Nosso amigo Sarnento, porém não estava mais satisfeito com sua obra. Cento e quarenta e seis anos no poder e sentia um grande fracasso em seus ombros. Sua salvação da nação, seu milagre, o havia deixado isolado, deprimido. Sua revolução na educação, somada a influência da telinha de seu amigo Bob Oceânico - sim, o mesmo que ele se encontra esperando, o magnata das telecomunicação, fundador do jornal O Peru e do canal de tevê Peruada, e haviam transformado a população de El Dourado em uma massa polimorfa de seres subumanos. Um homem como ele, não podia mais andar na rua direito com seu cãozinho, não com aquelas criaturas.
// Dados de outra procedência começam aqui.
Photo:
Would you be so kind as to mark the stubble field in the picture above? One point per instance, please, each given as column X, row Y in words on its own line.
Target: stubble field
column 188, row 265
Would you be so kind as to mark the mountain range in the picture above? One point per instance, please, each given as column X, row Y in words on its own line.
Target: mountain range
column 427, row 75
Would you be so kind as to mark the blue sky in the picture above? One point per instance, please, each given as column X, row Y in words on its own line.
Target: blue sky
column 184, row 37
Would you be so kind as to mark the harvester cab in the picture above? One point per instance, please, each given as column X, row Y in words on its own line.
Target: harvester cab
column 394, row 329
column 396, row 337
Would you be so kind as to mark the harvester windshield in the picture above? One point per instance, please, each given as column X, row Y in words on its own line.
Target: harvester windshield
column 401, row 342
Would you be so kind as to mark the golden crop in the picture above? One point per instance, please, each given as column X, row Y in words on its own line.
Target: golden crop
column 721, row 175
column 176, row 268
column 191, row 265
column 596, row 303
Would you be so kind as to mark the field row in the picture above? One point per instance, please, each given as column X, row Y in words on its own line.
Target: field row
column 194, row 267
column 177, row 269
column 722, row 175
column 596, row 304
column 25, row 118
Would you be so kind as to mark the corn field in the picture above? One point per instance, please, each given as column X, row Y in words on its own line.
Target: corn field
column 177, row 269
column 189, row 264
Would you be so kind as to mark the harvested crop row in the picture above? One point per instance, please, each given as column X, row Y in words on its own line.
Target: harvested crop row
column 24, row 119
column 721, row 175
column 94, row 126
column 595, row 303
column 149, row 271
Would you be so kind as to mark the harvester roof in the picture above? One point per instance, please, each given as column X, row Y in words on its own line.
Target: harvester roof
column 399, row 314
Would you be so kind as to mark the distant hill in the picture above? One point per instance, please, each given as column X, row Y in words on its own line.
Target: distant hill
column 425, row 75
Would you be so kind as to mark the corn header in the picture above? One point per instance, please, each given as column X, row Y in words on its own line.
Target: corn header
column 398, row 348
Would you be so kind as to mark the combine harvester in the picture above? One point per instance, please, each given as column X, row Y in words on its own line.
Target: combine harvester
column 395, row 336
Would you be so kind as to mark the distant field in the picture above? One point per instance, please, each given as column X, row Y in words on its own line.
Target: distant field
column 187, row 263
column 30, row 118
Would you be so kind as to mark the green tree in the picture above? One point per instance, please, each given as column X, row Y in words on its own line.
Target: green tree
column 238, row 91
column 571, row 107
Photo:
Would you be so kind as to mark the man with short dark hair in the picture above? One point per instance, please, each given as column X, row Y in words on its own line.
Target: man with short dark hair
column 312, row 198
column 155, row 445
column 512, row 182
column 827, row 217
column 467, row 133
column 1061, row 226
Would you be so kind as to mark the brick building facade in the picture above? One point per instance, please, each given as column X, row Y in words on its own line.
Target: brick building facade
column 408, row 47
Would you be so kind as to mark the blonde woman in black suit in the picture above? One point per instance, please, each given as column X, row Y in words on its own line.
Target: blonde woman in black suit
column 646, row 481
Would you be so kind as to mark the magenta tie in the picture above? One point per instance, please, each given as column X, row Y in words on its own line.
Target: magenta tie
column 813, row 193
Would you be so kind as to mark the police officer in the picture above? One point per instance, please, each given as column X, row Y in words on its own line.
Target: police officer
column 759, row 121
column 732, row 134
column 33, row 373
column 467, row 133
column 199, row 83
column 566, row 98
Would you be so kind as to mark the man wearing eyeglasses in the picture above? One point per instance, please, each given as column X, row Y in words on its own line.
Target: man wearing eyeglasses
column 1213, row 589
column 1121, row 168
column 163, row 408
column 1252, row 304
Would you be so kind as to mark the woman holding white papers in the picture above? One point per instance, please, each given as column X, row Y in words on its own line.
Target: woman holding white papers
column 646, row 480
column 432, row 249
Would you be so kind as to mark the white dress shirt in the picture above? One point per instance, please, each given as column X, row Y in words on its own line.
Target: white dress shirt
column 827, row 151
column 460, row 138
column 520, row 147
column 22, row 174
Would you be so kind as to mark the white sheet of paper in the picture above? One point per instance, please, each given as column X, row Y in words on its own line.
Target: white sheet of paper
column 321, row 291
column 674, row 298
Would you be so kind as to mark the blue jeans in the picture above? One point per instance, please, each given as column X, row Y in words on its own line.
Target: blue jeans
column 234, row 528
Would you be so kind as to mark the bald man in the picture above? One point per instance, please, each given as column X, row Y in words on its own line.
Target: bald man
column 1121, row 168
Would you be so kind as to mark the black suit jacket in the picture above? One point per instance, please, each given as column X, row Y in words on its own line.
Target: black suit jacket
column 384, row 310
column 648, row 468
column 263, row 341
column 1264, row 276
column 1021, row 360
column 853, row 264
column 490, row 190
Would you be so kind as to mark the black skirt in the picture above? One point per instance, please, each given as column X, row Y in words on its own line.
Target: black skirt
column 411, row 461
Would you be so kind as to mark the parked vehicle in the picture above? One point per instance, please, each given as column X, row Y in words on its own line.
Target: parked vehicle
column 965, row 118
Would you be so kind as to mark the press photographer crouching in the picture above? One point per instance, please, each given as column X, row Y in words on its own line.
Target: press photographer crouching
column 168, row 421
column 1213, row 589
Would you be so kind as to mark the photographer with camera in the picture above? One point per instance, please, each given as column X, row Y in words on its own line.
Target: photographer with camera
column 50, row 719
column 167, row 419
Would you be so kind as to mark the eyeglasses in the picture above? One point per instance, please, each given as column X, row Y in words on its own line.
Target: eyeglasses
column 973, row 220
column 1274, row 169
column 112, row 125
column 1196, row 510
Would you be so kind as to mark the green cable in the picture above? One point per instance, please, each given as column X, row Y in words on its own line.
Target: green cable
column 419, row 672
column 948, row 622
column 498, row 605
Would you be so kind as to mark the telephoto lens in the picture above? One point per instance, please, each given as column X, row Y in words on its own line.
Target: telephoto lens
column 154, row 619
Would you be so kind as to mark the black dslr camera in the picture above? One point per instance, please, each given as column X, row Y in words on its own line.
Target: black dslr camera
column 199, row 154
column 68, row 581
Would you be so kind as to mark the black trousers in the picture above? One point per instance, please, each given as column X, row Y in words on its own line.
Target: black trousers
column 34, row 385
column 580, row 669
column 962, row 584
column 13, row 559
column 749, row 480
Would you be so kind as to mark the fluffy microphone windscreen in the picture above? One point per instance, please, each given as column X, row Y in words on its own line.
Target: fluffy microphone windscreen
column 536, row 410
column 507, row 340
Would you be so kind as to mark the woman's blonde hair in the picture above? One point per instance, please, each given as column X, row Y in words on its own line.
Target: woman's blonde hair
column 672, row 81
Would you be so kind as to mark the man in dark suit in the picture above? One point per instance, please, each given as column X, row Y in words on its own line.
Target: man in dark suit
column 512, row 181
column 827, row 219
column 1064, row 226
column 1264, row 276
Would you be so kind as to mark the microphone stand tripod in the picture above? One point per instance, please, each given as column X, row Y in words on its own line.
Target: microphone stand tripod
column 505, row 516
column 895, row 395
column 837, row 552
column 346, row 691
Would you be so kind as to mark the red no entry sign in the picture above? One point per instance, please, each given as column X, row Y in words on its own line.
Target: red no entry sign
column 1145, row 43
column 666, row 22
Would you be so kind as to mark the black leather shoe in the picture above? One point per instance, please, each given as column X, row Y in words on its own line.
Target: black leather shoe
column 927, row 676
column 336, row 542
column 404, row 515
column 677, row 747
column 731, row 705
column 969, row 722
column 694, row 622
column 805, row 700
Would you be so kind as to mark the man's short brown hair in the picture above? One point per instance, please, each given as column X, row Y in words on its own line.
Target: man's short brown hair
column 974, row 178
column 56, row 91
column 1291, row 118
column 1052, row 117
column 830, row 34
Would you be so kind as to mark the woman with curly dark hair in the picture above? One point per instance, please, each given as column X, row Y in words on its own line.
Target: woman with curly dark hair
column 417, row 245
Seus corpos, todos deformados, só acostumados a se movimentar por trabalhos mecânicos e repetitivos, ao mesmo tempo que se estufavam com o tipo de comida, que lembrava muito a Sarnento seu vomito no fim de dias alcoolizados, o deixavam transtornado. Nem se comunicar mais podia com aquelas criaturas, já que estas agora só sabiam grunhir, e se comunicavam entre si apenas com expressões faciais exageradas de novela e estas que ainda se mantinham com toda popularidade. O futebol, o esporte amado pela nação, havia se tornado num show em que os participantes formavam a bola a partir de suas próprias fezes, e depois urravam enquanto tacavam-na um na cara do outro. Só para depois, quando estavam cobertos inteiramente por aquele material fecal, começarem a se sodomizar descontroladamente. O carnaval se resumira a barrigas gigantescas, se fazendo de base para seios igualmente gigantescos, se fazendo de base para papos igualmente gigantescos. E os carros, agora se resumiam aos que a maioria dos carnavalescos traziam por baixo de si afim de suportar seu extravagante peso. Todo o ano, Sarnento, como o excelentíssimo, era obrigado a assistir publicamente aqueles desfiles de braços chacoalhando em procissão.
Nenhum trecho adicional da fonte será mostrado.